A new generation of technology-enabled products and services is revolutionising tyre management – and creating more profitable, more streamlined fleets. Creating ecosystems is critical to realising the full benefits, says Bridgestone SA.

As in so many other industry verticals, fleet management is undergoing significant change as new technologies become commercially viable. These technologies are helping to streamline current operations but, more exciting, they promise to change the nature of fleet management altogether.

One of the most promising of these is tyre management which is already changing important aspects of fleet management for the better. But while individual technologies can be used effectively as standalone solutions, taking the ecosystem approach is actually the way to achieve new levels of value.

As an example, consider the growing use of RFID (radio-frequency identification) chips or sensors that allow the transmission of information from an object, like a truck tyre, to a central point, like the company’s data centre. When vehicles typically return to a depot at regular intervals, a gate sensor can collect data using WiFi as the vehicles pass, ensuring that maintenance teams know exactly which tyres need pressure adjustments – no need to check each tyre laboriously.

For vehicles that are away for longer periods of time moving cargoes around the country, chips with mobile connectivity can feed information back to headquarters from wherever the truck happens to be.

All very useful, one must admit, but even more so when this data can be aggregated and mined for insights. In line with this thinking, Bridgestone introduced Toolbox, a cloud-based tyre management program, in 2017, which is available both as a desktop or mobile app. It’s designed to provide meaningful and actionable insights to fleet managers, enabling them to optimise overall tyre usage, selection and maintenance.

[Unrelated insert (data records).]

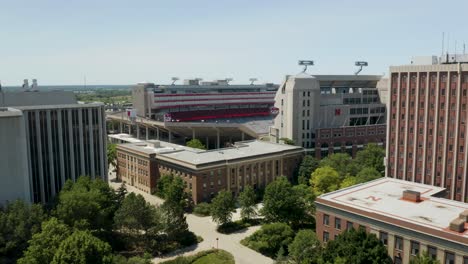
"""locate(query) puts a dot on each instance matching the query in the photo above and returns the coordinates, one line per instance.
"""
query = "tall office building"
(427, 123)
(48, 138)
(331, 113)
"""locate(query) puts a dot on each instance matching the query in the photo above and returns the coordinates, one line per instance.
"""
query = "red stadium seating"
(220, 113)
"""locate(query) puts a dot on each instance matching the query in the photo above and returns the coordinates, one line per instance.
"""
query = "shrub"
(202, 209)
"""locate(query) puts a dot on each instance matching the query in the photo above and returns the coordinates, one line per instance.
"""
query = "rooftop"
(383, 197)
(197, 157)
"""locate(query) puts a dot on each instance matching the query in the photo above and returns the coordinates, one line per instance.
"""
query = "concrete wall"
(14, 182)
(36, 98)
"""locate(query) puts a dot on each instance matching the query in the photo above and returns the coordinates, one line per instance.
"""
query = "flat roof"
(195, 157)
(384, 197)
(243, 149)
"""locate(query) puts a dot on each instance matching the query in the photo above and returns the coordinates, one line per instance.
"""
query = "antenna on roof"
(305, 63)
(360, 64)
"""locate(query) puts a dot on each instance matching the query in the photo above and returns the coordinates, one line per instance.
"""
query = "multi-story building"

In other words, the beginning of a more integrated, data-driven approach to tyre management. A recent development that has extended this ecosystem is the acquisition of the telematics division of TomTom. This means that the system can be used to plan drivers’ routes, plot progress and immediately see all the tyre pressures of all vehicles. Using this platform thus enables the fleet manager to obtain visibility of all his or her tyre assets across the fleet – where they are, how they are being used and what their current state is.

The TomTom platform will integrate into Toolbox, providing the foundation for exponentially more sophisticated – and useful – ways of using the data, and acquiring more data. For example, one day soon a fleet manager could monitor the full history of each tyre, including such information as how much it cost, how many times it has been retreaded, its tread depth at last reading, and begin to project when that tyre will need replacing thanks to much improved algorithms and the use of sophisticated predictive analytics.

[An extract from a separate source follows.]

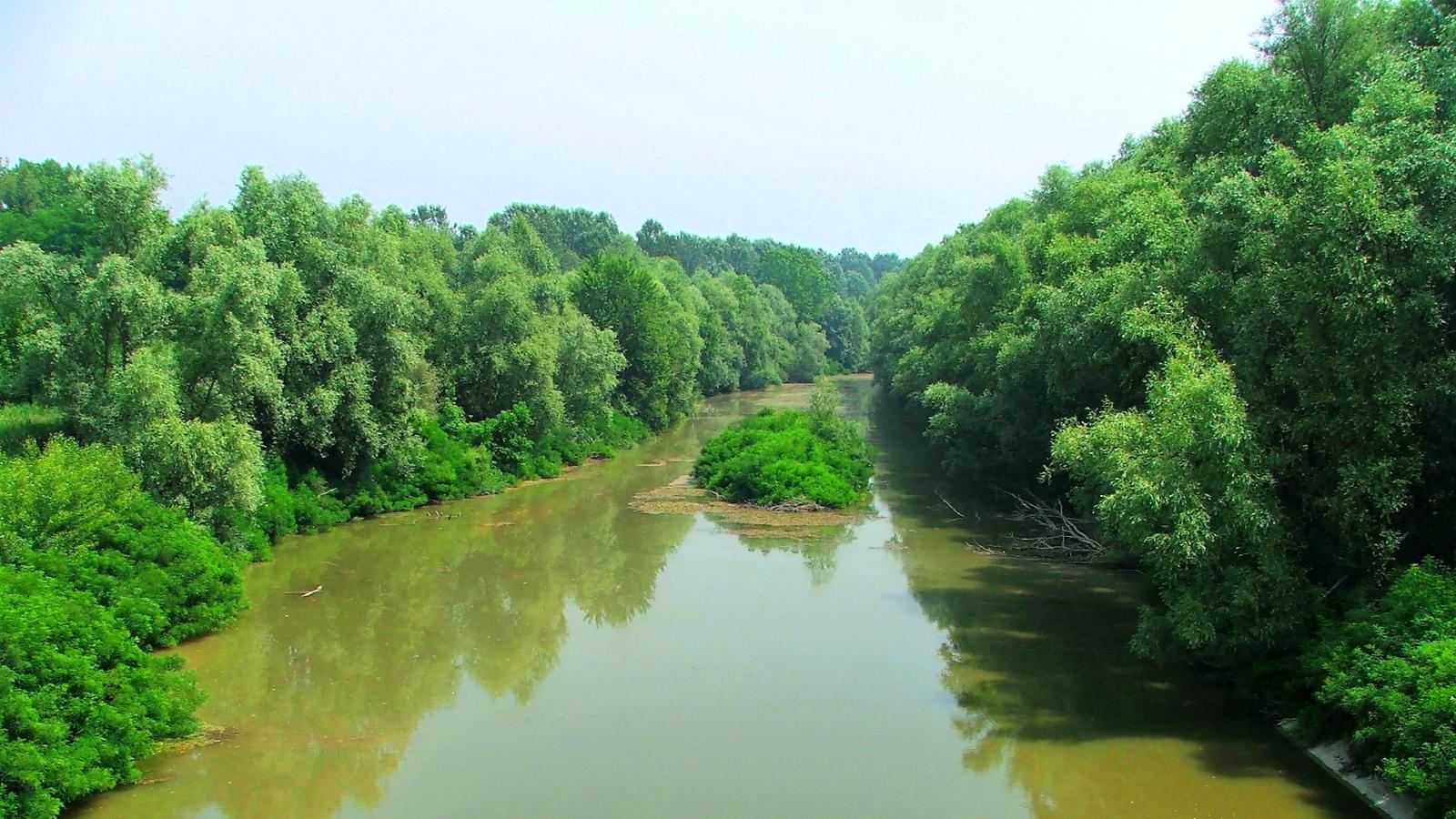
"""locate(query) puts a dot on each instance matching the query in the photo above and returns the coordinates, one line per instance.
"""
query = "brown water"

The final step is to integrate all of this operational information with the financial side of fleet management to obtain a truly holistic view of a whole fleet’s tyre assets.

Moving towards mobility as a service

All of this clearly indicates that tyre and fleet management is very much at the forefront of the emerging Internet of Things. What’s exciting is that as this builds momentum, we are approaching the ability to move from selling tyres to selling mobility solutions – the “as a service” model that is revolutionising so much of business.

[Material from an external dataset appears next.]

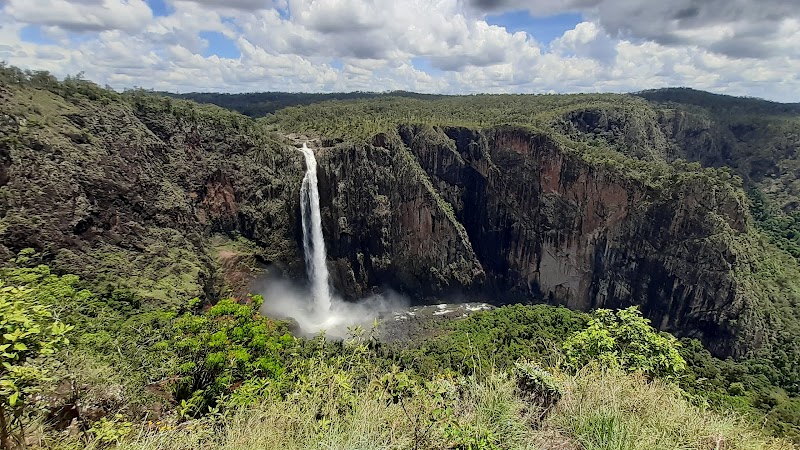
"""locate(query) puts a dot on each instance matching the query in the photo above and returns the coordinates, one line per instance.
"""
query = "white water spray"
(313, 241)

Bridgestone is already offering the option of leasing tyres to a small segment of the market, but as the range of data and ways to process it expands, we will be able to roll this out to a wider market because both the risks and benefits will be more quantifiable – and transparent. A key element here will be the increasing automation of data collection, eliminating the expensive and inaccurate manual collection processes – the archetypal “man with a clipboard” – we are familiar with. Automated data collection will mean the all-important move into real time, something that’s most desirable when it comes to tyres.

Operationally, tyres are one of key pain points for fleet managers—if the tyres malfunction, the whole vehicle is unusable with inevitable consequences for scheduling and overall profitability. Increasingly smart, data-driven solutions will serve to reduce downtime by pre-empting problems via preventative maintenance, and also maximise return on investment. It’s the future, and it will solve many of a fleet manager’s current challenges.